The latest acquisition/investment is a little two-horse trailer. While we do have a little landscape trailer that has been modified with raised sides and a gate at the back, and it does indeed work for hauling up to 5-6 sheep at a time, it isn't very sturdy, and has shown signs that it is unlikely to survive sheep hauling for more than another couple of years without need for repair. It's going to be reallocated to trash and lumber hauling, which is what it was meant for in the first place.
The Reluctant Farmer is the King of Kijiji Shopping - and he has been watching for a good deal on a trailer for some time now. This one came up recently, and was newer than most he'd seen in our price range ... and was cheaper as well! With some logistical headaches, he managed to pick it up this weekend, and it'll do exactly what we need.
See, with a cow/calf pair in addition to the sheep, we have to think about getting the calf to butcher next fall, and although we could probably prevail upon someone we know who has a trailer, that's not a favour I really want to call in every year. If the cow ever needs the vet, being able to take her there would be cheaper than having the vet come here. Also, when taking sheep to the butcher or the auction, there are some real advantages to being able to take more than just 5 at a go. And then there's Cherub, who always tries to jump out of the little sheep trailer and has to be tied when she's in there for fear of losing her overboard!
Last but not least, The Reluctant Farmer has been working on a plan to take the sheep on school visits. He and Dinosaur Boy's teachers are working out the details, but the trailer would be a really nice feature for this project: the kids can come outside and go into the trailer to visit the sheep, rather than taking the sheep into the school. This reminds me of something I saw when I was very little ... Elsie the Borden Cow was at the local grocery store, outside in her trailer in the parking lot. I vividly remember going into the trailer and seeing this lovely placid cow sitting there chewing her cud ... and I couldn't have been more than five at the time. The little girl I was then would never have guessed that she'd grow up into someone with a real cow of her own!

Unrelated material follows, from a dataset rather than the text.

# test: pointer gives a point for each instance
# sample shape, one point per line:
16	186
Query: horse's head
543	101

Deciding where to spend and where to save is always a tough call ... we very much want to get the debts under control and that means not spending on things that can wait, but then again, we are trying to build up our very little farm into something that at least supplements our income somewhat, or something that has the capacity to be expanded so that it could supplement our income, and to do that means getting the infrastructure in place.
It's a hard decision. We know that our jobs are fragile - if the economy goes south, the kind of work we do could evaporate, leaving one or both of us with limited options for standard employment. We love working on the farm, and so we are trying to ensure that if the time ever comes that we want to make this an actual revenue builder, we have the necessary infrastructure to allow us to expand without needing huge infusions of startup cash.

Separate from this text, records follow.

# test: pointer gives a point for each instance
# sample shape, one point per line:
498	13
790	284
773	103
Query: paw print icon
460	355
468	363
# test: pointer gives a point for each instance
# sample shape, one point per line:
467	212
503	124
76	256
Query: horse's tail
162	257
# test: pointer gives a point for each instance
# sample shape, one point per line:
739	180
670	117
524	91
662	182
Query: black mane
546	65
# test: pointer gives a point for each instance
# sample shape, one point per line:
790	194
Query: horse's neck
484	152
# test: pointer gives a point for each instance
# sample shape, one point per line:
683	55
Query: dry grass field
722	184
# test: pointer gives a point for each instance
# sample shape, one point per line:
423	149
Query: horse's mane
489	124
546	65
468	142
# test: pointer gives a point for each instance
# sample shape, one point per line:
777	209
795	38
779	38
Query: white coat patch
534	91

What we are aiming for is that things as they are become easier to manage, and that if we want to expand in the future, we have what we need for a bit more livestock. In the short term, if things are easier to manage, we are freed up to do our paid jobs, because the 'farm stuff' takes less time. Sure we have to fix fences in the spring, but when the cross-fencing is in place and the gates are all where they need to be, moving sheep from one pasture to another is a matter of a few minutes for one person, rather than two or three of us chasing sheep around a huge pasture trying to get them where we want them. As for expansion, if we leased some nearby land we could carry a few more animals without needing more significant infrastructure than what we already have. The heritage breeds that we prefer don't need big barns or huge grain bins or anything like that, but they do need what we already have (or are working on) - fencing, feeders, water troughs, and a barn with room for a few at a time, rather than everyone all at once.
We'll see where it all leads - maybe we'll never be more than 'hobby farmers' who have a few sheep, some chickens, and a dairy cow. Then again, maybe we'll find our way into the local grass-fed meat market, be supplying local handspinners with premium wool and enjoying the food we grow in our own garden.
It's nice to have a dream, anyway. And who knows? If the little girl who was so awed by Elsie the Borden Cow could grow up to have a dairy cow of her very own ... maybe some day this woman with the little acreage will find that she's grown up and become a real farmer, too.